Plusieurs des premières lettres reproduites ici sont rédigées par le jeune Giono, qui s’adressait tendrement à ses parents en les appelant « mes deux vieux chéris ». Une sélection a été opérée, puisqu’au départ, Giono avait rédigé plus de 500 lettres seulement à ses parents. Certaines années (1954-1956) ne sont pas du tout couvertes dans ce livre. De plus, les réponses reçues par Giono n’y figurent pas. Dans la première moitié du recueil, le futur écrivain raconte son quotidien de conscrit dans les tranchées – nous sommes durant la guerre de 1914-1918. Les lettres suivantes sont pour la plupart adressées à son épouse et à ses enfants. Durant la Deuxième Guerre mondiale, Giono sera incarcéré en 1939, puis entre 1944 et 1945, mais seulement quelques cartes postales (dont une très touchante, manuscrite, reproduite en fac-similé) évoqueront cette période. Moins anecdotiques, les lettres de « Giono écrivain consacré » demeurent les plus passionnantes. Tout au long de sa vie, le romancier répète régulièrement à quel point il aime son travail, même durant les périodes les plus intenses, même s’il doit souvent s’isoler de ses proches, comme il le confiait en 1951 : « […] je bénis le travail, toujours aussi facile et intéressant ». Par ailleurs, Giono apparaît dans ses lettres comme un homme affectueux ; il surnomme indifféremment son épouse et ses deux filles « mon fiston ».

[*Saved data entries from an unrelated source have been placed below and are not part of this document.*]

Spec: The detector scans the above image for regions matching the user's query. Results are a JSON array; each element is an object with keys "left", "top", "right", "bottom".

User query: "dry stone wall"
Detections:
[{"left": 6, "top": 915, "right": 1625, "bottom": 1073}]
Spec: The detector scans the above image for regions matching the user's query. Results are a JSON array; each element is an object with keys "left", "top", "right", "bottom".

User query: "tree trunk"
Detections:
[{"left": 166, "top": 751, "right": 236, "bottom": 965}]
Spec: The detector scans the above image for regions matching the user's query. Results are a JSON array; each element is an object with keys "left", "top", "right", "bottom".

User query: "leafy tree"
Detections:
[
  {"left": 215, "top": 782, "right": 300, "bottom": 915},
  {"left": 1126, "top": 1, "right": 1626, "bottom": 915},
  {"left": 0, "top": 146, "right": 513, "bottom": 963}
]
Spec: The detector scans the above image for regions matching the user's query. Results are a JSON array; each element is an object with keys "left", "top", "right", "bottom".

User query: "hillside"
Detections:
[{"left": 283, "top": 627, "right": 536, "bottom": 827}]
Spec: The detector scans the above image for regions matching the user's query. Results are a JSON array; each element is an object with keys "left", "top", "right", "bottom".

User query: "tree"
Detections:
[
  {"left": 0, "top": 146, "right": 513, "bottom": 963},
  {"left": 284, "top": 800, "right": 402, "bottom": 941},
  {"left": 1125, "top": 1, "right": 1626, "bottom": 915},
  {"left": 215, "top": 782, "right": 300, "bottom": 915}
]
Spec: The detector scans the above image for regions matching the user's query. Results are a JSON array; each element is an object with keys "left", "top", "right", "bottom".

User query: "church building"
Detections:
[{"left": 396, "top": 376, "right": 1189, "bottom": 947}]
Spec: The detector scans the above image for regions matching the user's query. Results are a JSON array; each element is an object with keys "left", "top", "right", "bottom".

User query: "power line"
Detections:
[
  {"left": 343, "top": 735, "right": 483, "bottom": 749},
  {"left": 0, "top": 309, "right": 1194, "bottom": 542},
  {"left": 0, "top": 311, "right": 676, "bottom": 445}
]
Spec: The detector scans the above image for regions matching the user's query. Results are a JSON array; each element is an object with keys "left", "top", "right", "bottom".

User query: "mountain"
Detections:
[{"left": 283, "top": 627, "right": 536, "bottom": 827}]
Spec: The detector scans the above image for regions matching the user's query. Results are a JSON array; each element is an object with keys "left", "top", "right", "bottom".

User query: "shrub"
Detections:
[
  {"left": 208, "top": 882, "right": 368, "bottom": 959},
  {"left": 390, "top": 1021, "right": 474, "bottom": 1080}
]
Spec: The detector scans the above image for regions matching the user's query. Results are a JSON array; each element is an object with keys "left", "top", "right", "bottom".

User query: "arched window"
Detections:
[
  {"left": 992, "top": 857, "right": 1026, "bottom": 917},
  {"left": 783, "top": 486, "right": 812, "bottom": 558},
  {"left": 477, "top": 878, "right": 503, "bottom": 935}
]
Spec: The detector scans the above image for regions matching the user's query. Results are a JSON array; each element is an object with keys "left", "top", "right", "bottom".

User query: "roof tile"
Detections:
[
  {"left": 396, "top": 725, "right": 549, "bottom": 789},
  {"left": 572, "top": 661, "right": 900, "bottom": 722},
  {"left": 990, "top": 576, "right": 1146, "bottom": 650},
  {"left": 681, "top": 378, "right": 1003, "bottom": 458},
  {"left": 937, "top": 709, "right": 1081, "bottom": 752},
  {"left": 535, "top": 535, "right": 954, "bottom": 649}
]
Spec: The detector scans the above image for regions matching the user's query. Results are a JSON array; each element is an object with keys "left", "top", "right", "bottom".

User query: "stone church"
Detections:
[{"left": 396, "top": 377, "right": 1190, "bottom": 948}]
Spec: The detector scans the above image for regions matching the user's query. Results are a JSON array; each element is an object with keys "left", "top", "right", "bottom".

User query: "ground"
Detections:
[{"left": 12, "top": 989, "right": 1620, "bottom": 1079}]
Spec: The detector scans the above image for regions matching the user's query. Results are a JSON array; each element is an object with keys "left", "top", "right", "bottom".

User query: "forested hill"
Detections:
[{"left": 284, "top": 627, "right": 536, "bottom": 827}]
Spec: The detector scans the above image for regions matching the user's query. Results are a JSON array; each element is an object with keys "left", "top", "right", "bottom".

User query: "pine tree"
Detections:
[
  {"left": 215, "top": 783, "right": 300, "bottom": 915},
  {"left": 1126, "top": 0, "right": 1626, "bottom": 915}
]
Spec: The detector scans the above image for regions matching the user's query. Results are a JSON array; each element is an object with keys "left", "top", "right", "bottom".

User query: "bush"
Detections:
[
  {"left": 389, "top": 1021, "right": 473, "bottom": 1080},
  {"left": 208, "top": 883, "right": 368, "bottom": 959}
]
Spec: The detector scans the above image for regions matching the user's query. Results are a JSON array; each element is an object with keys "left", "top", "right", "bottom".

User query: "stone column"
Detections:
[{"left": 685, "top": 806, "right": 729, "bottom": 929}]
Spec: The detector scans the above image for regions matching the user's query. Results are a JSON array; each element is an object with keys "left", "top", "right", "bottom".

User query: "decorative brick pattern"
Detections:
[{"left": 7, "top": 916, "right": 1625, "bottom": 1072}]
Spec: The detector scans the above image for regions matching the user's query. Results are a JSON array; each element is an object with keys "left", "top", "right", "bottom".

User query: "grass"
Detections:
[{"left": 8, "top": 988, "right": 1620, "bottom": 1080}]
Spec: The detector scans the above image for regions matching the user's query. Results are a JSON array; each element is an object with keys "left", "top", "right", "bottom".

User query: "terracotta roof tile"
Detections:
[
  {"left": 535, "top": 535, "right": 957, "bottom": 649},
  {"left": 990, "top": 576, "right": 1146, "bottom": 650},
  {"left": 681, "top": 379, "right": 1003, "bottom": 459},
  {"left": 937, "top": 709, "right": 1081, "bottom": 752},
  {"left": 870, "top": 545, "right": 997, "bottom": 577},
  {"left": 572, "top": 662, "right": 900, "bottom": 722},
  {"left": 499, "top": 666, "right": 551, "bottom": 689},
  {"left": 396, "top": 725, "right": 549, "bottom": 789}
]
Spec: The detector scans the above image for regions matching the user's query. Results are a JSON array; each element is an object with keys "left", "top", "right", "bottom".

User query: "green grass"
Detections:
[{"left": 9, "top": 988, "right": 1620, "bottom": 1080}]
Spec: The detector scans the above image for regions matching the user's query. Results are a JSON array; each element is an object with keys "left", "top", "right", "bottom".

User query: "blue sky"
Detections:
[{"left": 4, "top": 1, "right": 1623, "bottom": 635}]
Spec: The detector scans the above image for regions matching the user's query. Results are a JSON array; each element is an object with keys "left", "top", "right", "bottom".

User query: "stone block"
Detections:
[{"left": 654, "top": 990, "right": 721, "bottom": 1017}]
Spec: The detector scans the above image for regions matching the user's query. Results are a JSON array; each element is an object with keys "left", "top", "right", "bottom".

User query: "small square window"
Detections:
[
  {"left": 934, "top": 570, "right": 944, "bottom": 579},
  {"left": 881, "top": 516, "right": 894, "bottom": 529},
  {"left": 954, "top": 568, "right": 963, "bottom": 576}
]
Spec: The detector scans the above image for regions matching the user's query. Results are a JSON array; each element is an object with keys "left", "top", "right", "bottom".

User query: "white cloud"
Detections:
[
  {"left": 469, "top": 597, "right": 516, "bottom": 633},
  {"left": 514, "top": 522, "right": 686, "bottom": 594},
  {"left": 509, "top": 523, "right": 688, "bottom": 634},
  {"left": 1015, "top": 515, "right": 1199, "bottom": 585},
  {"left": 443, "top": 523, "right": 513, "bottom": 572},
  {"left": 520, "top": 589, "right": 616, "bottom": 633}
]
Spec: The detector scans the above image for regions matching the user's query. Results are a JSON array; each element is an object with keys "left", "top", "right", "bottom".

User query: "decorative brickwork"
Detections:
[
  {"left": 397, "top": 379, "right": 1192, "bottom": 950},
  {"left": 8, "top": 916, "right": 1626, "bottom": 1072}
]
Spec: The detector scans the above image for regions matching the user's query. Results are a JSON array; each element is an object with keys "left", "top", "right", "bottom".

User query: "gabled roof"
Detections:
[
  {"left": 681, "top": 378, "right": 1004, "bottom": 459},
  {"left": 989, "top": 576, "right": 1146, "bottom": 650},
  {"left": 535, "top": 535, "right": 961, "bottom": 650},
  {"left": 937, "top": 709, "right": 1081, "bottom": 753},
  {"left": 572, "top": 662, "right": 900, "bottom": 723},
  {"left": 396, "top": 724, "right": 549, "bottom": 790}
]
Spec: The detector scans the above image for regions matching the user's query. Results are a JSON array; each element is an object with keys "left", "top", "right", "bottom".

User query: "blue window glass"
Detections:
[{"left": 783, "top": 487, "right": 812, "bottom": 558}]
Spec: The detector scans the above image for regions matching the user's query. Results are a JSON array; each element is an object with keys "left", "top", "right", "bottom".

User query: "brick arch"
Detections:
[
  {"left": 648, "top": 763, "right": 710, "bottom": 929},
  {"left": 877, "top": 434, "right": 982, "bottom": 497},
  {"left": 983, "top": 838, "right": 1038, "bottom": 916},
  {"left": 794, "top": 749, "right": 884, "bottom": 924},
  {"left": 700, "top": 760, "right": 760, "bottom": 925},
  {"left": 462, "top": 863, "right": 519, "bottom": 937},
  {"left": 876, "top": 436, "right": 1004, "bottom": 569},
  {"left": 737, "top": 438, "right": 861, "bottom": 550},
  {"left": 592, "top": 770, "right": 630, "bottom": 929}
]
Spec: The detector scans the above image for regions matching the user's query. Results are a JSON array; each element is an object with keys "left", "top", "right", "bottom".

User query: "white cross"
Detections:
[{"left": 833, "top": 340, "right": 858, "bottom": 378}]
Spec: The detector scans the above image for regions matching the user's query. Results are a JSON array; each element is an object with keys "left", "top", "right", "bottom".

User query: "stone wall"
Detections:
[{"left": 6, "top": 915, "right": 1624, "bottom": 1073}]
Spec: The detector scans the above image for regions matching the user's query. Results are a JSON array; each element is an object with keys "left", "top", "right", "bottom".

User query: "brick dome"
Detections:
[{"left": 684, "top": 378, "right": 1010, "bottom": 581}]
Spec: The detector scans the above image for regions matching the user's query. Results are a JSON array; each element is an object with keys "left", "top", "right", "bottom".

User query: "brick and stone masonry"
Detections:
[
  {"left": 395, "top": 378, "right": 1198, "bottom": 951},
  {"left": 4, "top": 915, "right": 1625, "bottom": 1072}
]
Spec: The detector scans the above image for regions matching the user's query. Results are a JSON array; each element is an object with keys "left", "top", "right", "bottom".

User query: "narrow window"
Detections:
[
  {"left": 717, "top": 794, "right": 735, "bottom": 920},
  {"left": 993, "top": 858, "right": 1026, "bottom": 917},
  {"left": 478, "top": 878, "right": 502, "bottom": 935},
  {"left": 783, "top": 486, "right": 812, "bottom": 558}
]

Le romancier sait bien comment transformer le moindre événement en un petit récit cocasse. En 1952, à propos de son séjour en Angleterre, il rédige à sa fille une lettre détaillée : « Je ne parle pas de la cuisine qui est encore plus mauvaise que tout ce qu’on dit et tout ce qu’on imagine ». Mais vers la fin du voyage, Giono écrit : « J’ai cinquante histoires qui vous feront rire ». On aborde peu les livres, mais l’écrivain exulte en recevant le prix de Monaco en 1953, pour l’ensemble de son œuvre ; Giono rêve déjà au Nobel de la littérature, qui lui restera inaccessible. Il ne recevra que le Goncourt, en 1954.